I don't think that Bran 'sacrificed' his legs to gain the warging ability. The wildling "Sixskins" showed no deformity. The accidental loss of his legs (and subsequent coma) may have allowed him to access a dormant ability. Either that or he landed in some chemicals like some Westerosi Daredevil :)
 
Either that or he landed in some chemicals like some Westerosi Daredevil

If Arya or anyone else does anything that reminds me of Elektra, I am going to be very cross with you.
 
I don't think that Bran 'sacrificed' his legs to gain the warging ability. The wildling "Sixskins" showed no deformity. The accidental loss of his legs (and subsequent coma) may have allowed him to access a dormant ability. Either that or he landed in some chemicals like some Westerosi Daredevil :)

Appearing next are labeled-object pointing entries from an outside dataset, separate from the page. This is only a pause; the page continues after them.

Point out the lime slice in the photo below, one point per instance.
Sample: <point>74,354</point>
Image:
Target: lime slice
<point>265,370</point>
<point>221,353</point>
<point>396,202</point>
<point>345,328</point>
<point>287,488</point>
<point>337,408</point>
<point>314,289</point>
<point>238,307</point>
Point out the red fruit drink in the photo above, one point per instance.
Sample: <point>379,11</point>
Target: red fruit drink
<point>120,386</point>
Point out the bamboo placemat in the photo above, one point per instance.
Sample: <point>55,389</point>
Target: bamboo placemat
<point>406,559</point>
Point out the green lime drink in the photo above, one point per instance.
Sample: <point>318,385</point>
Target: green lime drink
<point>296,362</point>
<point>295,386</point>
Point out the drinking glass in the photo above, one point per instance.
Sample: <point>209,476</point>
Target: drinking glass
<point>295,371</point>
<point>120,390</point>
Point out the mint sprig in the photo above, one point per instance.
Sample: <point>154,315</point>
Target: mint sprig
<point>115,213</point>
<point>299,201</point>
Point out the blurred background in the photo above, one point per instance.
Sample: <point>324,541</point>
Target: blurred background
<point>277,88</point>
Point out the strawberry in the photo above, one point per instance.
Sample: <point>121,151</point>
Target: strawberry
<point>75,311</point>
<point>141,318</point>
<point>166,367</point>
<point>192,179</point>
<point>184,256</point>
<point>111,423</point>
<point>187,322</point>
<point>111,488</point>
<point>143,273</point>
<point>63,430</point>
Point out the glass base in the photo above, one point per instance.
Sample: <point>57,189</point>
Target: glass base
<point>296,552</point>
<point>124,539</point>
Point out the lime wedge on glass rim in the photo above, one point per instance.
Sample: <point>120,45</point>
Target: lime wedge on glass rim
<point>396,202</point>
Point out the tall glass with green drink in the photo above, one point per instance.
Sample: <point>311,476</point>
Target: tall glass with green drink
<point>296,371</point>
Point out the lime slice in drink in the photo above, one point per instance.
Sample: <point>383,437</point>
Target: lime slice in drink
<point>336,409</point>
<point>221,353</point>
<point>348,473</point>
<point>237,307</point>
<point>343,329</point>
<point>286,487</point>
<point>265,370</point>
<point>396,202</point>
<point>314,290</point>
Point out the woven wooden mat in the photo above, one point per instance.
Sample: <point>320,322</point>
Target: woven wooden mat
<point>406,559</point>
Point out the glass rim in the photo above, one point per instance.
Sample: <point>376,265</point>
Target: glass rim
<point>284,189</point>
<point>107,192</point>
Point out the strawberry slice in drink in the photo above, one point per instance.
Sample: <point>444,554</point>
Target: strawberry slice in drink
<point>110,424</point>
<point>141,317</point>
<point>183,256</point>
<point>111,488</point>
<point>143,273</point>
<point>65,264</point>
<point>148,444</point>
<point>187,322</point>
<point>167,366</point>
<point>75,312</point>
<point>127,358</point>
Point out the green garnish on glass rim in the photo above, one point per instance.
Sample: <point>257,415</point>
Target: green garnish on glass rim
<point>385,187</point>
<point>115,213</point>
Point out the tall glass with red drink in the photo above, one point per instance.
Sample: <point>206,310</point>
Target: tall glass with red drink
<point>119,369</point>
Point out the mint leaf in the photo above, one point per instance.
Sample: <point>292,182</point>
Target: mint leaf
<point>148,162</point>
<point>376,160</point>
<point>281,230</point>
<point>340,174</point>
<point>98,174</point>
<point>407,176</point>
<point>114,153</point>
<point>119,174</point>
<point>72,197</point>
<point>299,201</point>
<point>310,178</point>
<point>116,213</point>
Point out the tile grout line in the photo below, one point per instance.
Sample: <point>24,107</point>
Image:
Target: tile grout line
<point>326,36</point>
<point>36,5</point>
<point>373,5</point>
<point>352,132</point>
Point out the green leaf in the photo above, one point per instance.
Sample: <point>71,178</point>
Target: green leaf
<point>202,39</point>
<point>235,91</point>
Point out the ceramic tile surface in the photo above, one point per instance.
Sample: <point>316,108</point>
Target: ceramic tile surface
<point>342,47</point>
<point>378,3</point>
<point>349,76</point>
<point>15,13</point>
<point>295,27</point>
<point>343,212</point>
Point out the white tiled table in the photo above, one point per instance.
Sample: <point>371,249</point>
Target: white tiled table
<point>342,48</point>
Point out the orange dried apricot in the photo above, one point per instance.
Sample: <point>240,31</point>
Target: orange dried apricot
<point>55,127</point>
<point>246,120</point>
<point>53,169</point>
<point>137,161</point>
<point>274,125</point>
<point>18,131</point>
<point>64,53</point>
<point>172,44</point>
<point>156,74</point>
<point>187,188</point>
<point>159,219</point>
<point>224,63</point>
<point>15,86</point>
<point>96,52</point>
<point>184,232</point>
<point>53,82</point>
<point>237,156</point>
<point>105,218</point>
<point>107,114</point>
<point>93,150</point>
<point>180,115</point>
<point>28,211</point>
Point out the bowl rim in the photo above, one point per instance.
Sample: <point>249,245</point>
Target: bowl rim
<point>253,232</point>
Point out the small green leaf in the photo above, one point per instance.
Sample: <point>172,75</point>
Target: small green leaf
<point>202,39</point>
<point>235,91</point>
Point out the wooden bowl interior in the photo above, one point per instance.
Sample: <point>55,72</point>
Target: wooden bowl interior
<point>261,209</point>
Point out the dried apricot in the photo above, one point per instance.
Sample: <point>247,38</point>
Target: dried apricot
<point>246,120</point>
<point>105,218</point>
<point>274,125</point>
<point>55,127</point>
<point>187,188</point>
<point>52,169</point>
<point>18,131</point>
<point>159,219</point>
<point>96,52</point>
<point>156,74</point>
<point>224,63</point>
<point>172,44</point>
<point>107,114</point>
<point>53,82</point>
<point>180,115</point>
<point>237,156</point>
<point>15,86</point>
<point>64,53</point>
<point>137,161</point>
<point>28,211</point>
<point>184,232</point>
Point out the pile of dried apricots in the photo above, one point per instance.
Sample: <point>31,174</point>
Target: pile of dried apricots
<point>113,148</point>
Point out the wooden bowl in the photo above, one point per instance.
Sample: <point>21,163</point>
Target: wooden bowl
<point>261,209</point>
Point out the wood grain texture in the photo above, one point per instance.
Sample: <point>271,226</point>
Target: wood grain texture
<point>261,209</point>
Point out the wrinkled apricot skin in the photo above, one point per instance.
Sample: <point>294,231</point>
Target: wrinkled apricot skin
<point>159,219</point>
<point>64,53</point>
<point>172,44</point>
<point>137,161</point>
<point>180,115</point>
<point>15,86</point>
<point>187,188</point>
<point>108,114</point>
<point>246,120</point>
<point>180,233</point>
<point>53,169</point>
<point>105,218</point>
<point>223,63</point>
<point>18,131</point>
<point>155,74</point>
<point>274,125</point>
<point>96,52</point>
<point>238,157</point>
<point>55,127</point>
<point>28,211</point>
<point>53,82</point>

Yes, but Sixskins was beyond the wall and a wildling and knew about and was open to the magic of warging.

Bran was guided by a spirit beast, first to just survive, and then to warg. I don't think he would have awoken to his powers if he hadn't fallen, so if you look at it as a sacrifice or as the necessary break from normal experience that enabled him to reach a different level of experience is immaterial, the result is the same: loss of legs = awakening of warg powers.

I think GRRM's whole point about magic is that it doesn't have to be an offered sacrifice, or even one asked for, but it stills takes a price. And actually, I just thought of this, the greatest instances of magic so far have been unasked for. Dany didn't set out to hatch dragon eggs, and Bran didn't ask to be a warg, but it just happened to fall out that way. That doesn't mean magic and sacrifice weren't involved, however.
 
Yes, but Sixskins was beyond the wall and a wildling and knew about and was open to the magic of warging.

Bran was guided by a spirit beast, first to just survive, and then to warg. I don't think he would have awoken to his powers if he hadn't fallen, so if you look at it as a sacrifice or as the necessary break from normal experience that enabled him to reach a different level of experience is immaterial, the result is the same: loss of legs = awakening of warg powers.

I think GRRM's whole point about magic is that it doesn't have to be an offered sacrifice, or even one asked for, but it stills takes a price. And actually, I just thought of this, the greatest instances of magic so far have been unasked for. Dany didn't set out to hatch dragon eggs, and Bran didn't ask to be a warg, but it just happened to fall out that way. That doesn't mean magic and sacrifice weren't involved, however.

You can take this a step further. Both Arya and Jon have had wolf dreams and both made some pretty steep sacrifices before gaining that ability. Yes? No?
 
Yes, I agree that both did make such sacrifices. However, one could argue that Jon has no other meaningful route to follow as a ******* than to join the Night's Watch and Arya has been fighting to survive ever since leaving for King's Landing.